Thorac Cardiovasc Surg 2007; 55 - P_84
DOI: 10.1055/s-2007-967639

Can the multi slice computertomography replace the conventional angiography for Follow-up evaluation of graft patency after total arterial myocardial revascularisation?

M Shrestha 1, M Maringka 1, R Zhang 1, P Akhyari 1, N Khaladj 1, C Hagl 1, J Weidemann 2, A Haverich 1
  • 1Medizinische Hochschule Hannover, Klinik für Thorax-, Herz- und Gefäßchirurgie, Hannover, Germany
  • 2Medizinische Hochschule Hannover, Diagnostische Radiologie, Hannover, Germany

Introduction: Coronary angiography (CAG) is conventionally regarded as the gold standard in evaluating graft patency following coronary artery bypass grafting (CABG). Recently developed multi-slice CT (MSCT), having effective scan times up to 0.25s and multi-row detector array systems, enable rapid imaging of cardiac structures, including coronary arteries. The question remains if this technique may replace the conventional angiography.

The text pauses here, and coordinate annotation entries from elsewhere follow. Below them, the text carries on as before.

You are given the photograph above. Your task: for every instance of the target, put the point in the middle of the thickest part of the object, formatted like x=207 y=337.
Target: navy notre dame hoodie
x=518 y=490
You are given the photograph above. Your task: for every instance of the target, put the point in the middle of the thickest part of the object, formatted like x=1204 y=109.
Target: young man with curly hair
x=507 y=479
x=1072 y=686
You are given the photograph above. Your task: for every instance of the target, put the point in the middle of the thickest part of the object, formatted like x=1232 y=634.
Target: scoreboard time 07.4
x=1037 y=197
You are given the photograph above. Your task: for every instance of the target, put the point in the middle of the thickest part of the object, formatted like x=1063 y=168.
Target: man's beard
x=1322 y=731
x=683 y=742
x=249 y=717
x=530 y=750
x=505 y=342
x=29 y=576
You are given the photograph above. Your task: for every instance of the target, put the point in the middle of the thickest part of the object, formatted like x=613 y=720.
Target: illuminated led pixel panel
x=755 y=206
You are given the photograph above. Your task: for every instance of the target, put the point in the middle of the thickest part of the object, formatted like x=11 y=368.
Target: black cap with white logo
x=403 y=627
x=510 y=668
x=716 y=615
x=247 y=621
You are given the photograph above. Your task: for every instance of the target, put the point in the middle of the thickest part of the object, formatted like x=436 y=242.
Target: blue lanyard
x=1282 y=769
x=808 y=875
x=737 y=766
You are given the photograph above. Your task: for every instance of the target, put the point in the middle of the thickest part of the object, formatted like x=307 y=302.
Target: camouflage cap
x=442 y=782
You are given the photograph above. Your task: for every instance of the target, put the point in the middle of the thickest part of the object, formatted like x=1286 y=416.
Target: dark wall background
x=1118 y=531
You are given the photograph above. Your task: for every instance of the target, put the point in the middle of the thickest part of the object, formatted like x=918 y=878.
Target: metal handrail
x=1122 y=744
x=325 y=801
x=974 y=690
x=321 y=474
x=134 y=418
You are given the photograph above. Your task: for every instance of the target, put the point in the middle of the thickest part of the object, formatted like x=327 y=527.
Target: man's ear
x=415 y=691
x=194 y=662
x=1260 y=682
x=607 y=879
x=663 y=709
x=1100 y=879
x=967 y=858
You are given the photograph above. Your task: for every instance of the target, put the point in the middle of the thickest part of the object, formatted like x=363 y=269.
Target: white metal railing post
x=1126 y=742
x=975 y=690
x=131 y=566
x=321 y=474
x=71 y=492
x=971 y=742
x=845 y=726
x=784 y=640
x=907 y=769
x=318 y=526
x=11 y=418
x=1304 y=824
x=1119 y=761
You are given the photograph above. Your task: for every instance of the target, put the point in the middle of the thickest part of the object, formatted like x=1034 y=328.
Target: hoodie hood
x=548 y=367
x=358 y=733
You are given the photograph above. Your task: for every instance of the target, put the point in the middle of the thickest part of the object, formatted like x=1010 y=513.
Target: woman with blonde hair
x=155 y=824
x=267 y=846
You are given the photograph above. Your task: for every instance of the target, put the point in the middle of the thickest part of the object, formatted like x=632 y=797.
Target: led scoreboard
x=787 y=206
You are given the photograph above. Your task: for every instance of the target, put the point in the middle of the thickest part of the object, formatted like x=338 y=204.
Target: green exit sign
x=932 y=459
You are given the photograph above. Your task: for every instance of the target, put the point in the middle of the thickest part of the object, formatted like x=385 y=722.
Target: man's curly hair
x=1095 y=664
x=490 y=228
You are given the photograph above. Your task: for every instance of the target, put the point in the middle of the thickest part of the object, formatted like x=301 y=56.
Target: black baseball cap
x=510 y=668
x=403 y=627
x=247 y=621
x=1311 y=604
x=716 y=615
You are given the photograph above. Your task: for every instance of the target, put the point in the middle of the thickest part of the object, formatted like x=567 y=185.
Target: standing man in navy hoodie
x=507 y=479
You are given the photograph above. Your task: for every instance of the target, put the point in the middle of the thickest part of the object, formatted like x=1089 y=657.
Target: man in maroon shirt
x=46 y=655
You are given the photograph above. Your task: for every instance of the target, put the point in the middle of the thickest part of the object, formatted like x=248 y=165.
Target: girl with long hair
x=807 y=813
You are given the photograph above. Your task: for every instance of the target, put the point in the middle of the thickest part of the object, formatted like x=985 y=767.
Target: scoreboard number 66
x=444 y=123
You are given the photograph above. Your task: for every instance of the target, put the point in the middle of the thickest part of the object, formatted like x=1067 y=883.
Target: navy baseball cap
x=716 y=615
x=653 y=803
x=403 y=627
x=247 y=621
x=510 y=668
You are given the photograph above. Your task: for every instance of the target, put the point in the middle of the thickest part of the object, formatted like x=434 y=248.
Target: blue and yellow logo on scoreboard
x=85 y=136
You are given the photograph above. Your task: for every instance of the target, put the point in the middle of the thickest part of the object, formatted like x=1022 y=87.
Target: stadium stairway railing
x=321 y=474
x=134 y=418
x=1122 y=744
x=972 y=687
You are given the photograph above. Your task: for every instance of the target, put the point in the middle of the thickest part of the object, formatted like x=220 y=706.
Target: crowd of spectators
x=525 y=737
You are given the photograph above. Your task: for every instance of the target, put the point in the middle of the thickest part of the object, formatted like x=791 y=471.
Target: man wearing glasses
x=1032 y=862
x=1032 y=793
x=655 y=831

Methods: From April to May 2006, as part of our evaluation of graft patency, 18 patients, who had received total arterial revascularization using composite left internal thoracic artery (LITA) and left radial artery (RA) as T-graft, were evaluated. Intraoperative angiography had been performed in these patients at the time of surgery to confirm 100% graft patency. Follow-up control (15–22 months) was performed with exercise ergometry (n=15), MSCT (n=13) and evaluation of quality of life (SF36) (n=18).

Result: Follow-up exercise ergometry showed no signs of angina or ECG-changes in all patients. Quality of life measurement revealed no impairment in all patients. MSCT showed occluded radial artery grafts in 2 patients. In 2 other patients interpretation was difficult due to resolution reasons. In all patients the LITA graft was patent.

Conclusion: Follow-up results showed excellent physical status and quality of life in all patients, including the 2 patients with occluded radial artery graft. MSCT can be used for postoperative non-invasive angiography with limitations in pts with small graft/ coronary diameters and arrhythmias. Despite the new CT technique, conventional angiography must still be considered the gold standard.